For us the schemes were generally successful: there are more hares, lapwings and plover than previously; corncrakes which had been absent since the 1970s are now spotted every summer, and even choughs, last seen here in the 1920s, have made an occasional appearance on the coastal cliffs.
However, all good things come to an end, and Government policy is now more focused on tree planting targets as a means of mitigating climate change.
Along with other farmers I can see that the generous funding available under various woodland creation schemes could offer an alternative for farmers to contribute to the environment.
Scottish agriculture consists of more than 50,000 holdings, and the vast majority will have small areas which are not agriculturally productive and could be planted with trees without loss of farm output.
If these holdings planted on average only a quarter of a hectare each year, then the efforts of Scottish agriculture alone could meet the whole of Scottish Government’s annual planting target of 12,000 hectares, soon to rise to 18,000 hectares.
That’s unlikely to happen overnight, but if there was an easily accessible scheme designed for farmers to plant small areas, say under 10 hectares, many would give it a go.
Such small-scale plantings would likely consist mainly of diverse native broadleaf trees providing much greater environmental gain than the current questionable practices of planting large-scale blocks of good farmland or high carbon (peat) soils with commercial conifers which horrifies most farmers and quite a few foresters.
I’m told by those who know that 80% of new plantings in the south of Scotland are Sitka Spruce, and one only has to go for a walk around the Langholm hills to see vast areas of peat recently ploughed for commercial forestry – a practice that most foresters thought had stopped in the 1980s.
Far from mitigating climate change, treating peat like that is increasing carbon emissions.
By encouraging more small-scale native species plantings on farms we could see Government planting targets being met with less of the environmental losses associated with monoculture blocks of Sitka Spruce.

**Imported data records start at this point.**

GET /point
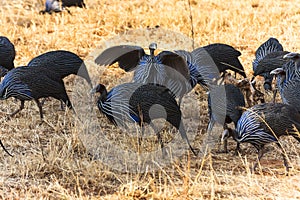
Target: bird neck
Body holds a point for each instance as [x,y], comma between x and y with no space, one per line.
[103,95]
[233,134]
[152,53]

While there are a number of farmers who have successfully applied for funding for larger commercial plantings of 10 hectares or more, it is difficult to find smaller-scale examples.
I’ve spoken to plenty who have tried but been rejected or have given up on a bureaucratic application process.
They say the only real option is to engage a forestry consultant which is not justified for small areas, the alternative being to risk drowning in a sea of webpages and hyperlinks while attempting to navigate the Forestry Grant Scheme alone.
On this farm it would be feasible to plant an additional few acres of trees every year for the next decade without any loss in farm output.
Other farmers are willing to do similar.
All that is required a simplified grant application process aimed at farmers undertaking small-scale woodland creation which doesn’t require the services of a consultant nor days in front of a computer to complete.
- Christopher Nicholson is chairman of the Scottish Tenant Farmers’ Association.